The world economy was too weak and "risks remain tilted to the downside", ministers from the 21-member grouping said in a statement in Bali on Sunday.
The Asia-Pacific region would have a harder time preserving growth, given volatility in financial markets and a slow recovery in advanced nations, said Moody's Investors Service.
"What we are sensing is that there is a change in the economic cycle and sustaining the levels of economic growth that we have seen in the region over the last five years is going to become more challenging," Michael Taylor, Moody's chief credit officer for Asia, said. The region still had a "long way to go" to shift from export-led growth to that driven by domestic demand, he said.
A slowdown in China and India is reverberating throughout the region with the Asian Development Bank forecasting expansion at a four-year low in 2013, putting pressure on policymakers to bolster their economies. The Group of 20 countries repeated their concern last month that stimulus pullback in developed nations might prove damaging to global markets.

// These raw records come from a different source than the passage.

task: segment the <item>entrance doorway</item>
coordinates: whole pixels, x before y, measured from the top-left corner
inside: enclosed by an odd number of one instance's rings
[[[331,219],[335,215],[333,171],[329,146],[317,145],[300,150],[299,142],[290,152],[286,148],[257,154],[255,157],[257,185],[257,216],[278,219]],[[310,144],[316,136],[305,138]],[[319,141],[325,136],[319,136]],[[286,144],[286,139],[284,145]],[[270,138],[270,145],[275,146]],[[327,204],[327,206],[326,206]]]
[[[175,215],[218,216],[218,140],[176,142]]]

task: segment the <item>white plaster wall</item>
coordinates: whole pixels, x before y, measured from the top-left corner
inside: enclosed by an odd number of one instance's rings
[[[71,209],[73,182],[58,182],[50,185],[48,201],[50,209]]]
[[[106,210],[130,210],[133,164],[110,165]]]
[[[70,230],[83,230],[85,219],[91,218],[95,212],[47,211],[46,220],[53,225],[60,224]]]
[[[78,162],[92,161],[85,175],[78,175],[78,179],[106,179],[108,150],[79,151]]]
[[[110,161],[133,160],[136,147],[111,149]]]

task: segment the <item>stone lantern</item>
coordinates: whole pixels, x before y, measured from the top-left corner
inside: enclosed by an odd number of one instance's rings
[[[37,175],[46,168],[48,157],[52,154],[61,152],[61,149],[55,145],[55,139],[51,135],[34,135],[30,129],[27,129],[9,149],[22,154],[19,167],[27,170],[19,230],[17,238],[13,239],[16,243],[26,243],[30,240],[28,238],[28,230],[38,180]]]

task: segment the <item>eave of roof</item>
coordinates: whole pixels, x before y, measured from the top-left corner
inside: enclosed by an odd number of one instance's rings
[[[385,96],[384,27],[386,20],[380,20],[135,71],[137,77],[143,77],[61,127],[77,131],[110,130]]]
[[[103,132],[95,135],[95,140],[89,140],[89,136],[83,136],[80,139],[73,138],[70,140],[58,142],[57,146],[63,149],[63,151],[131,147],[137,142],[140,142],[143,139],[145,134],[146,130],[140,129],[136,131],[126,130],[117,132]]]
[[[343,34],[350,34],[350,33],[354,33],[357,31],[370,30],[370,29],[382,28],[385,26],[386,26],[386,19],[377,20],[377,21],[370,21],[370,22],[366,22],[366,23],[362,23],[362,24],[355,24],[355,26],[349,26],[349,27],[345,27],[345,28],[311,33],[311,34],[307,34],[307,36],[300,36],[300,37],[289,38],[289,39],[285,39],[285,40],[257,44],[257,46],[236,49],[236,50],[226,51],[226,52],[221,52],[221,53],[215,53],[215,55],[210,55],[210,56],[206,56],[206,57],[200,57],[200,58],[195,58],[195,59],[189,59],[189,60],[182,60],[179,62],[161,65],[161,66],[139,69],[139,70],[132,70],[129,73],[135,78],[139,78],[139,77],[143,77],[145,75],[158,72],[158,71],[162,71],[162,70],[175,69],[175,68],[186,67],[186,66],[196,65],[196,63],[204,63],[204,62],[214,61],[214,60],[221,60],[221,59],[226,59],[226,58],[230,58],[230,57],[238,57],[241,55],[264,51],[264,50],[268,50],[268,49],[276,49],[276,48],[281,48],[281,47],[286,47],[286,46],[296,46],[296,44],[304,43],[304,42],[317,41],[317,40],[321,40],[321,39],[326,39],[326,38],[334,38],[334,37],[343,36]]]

APEC members must work to prevent protectionism and improve infrastructure to facilitate trade and investment, Indonesian President Susilo Bambang Yudhoyono said in a speech in Bali on Sunday to about 1000 business executives. Giving in to protectionist tendencies would make things worse for all countries, Singapore Prime Minister Lee Hsien Loong said at the same event.
Trade ministers are seeking momentum during the Bali meetings on a 12-nation trade pact as concessions sought by countries threaten to delay completion further from the end of 2013. The Trans-Pacific Partnership, which includes the US, Australia, Japan, Malaysia and Vietnam, would link an area with about $28 trillion in annual economic output.
"The pattern of aggregate demand is changing in the region, but it is not great enough to drive growth at the same pace as before the crisis," the Pacific Economic Co-operation Council said on Sunday.
"While investment has been increasing, some of this is due to the very cheap cost of capital during this extraordinary period," the council said. "As long-term interest rates return to normal, more needs to be done to improve the investment climates in our respective economies."
China needed more economic and financial reforms, while structural changes in Japan were essential for the country to grow, Mr Taylor said. For Malaysia, Moody's senior analyst Christian de Guzman said risks were tilted to the downside.
Malaysian Prime Minister Najib Razak raised subsidised fuel prices for the first time since 2010 last month and has said he will delay some infrastructure projects, seeking to contain the budget gap after Fitch Ratings cut Malaysia's credit outlook to negative in July. The government is considering a goods and services tax.
"While we do have a stable outlook, there has been deterioration in Malaysia's credit profile over the past five, six years," Mr Guzman said. "If the measures announced in the budget are not strong enough to move the needle, we may reconsider the rating."
APEC ministers said they would recommend their leaders extend until the end of 2016 a commitment to combat protectionist measures and roll back such policies that already exist.